住職近況
親死ぬ・子死ぬ・孫死ぬ
皆様、やっと暑さのピークが過ぎて、今月も彼岸を過ぎますと、朝晩はとても過ごしやすい気温・湿度となりました。外から入る風が心地よい。快適に暮らせる気候になりました。本当に今年の夏は辛かった。やっと終わりました。
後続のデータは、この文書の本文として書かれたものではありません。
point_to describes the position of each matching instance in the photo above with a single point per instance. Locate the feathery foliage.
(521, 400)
さて、表題の「親死ぬ・子死ぬ・孫死ぬ」というのは、ご存知の方も多いと思いますが、一休禅師の残した言葉です。ある人が一休さんに「1つめでたい言葉
を書いて頂きたい」とお願いをしたところ、一休さんは筆を取ると「親死ぬ・子死ぬ・孫死ぬ」と書いたそうです。その人はそれを見て「めでたい言葉をお願い
したのですが、これではあんまりでございます。」と言いました。すると一休さんは「親が先に死んで、その子が親になって死に、その孫が親になって死んでい
く。つまり年をとったものから死んでいく。それが一番めでたいことではないか。」とその人を諭したそうです。
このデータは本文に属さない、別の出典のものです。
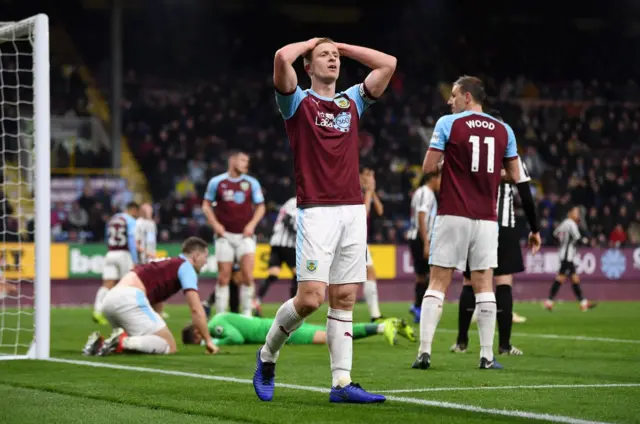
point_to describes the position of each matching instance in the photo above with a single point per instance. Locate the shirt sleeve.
(212, 188)
(359, 94)
(131, 234)
(441, 133)
(288, 103)
(422, 202)
(512, 147)
(139, 231)
(559, 229)
(187, 276)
人間関係の希薄な現代。人の死が生活の中から遠い出来事となった現代。この言葉の重さをしみじみ考えます。さらに少子化の現代では、子どものいない人も
多く、自分の死が自分の遺伝子の終末である場合も考えられます。とはいえ、死は避けられない現実です。普段は大多数の人は自分の死を意識せずに生きていま
す。これは正常性バイアスの1つで、自分がいつ死ぬかわからない心境でいた場合、精神的、肉体的に正常ではいられません。当然、自分を守るための妥当な状
態だと思います。
一方で私は程なく還暦を迎えます。また父親も三年前に亡くなりました。ある時ふと自分の死を考える時があります。包み隠さず言うと、恐怖です。死というものについて、様々な思想家、哲学者がアプローチしてきましたが、恐怖は消し去ることはできないと感じています。
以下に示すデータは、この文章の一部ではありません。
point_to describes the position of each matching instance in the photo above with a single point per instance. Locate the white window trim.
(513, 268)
ただし、恐怖を少しでも和らげてくれることがあります。当然、仏教の教えもその一つです。死後は阿弥陀如来様のいらっしゃる、極楽浄土へ行き、安楽に暮
らせるよう、日々の精進を行っています。極楽浄土があると思えば恐怖も少しは和らぎます。もう一つは、地域の人のつながりだと思います。私が暮らしている
地域では様々な年齢層の人が暮らしています。煩わしくない程度に付き合いもあり、会えば気楽に雑談もできます。そのような人が、年齢の順に(たまに例外は
ありますが)、亡くなっていきます。あと何年、次は自分の順番かと思うと、その人達のいるところに旅立つのだと思うと少し恐怖が薄らぐのです。
死は避けられませんが、宗教や、人とのつながりによってその恐怖や苦しみが和らぐのだと思います。これからも親族をはじめ地域の多くの人に守られ、そして守り生きていきたいと思います。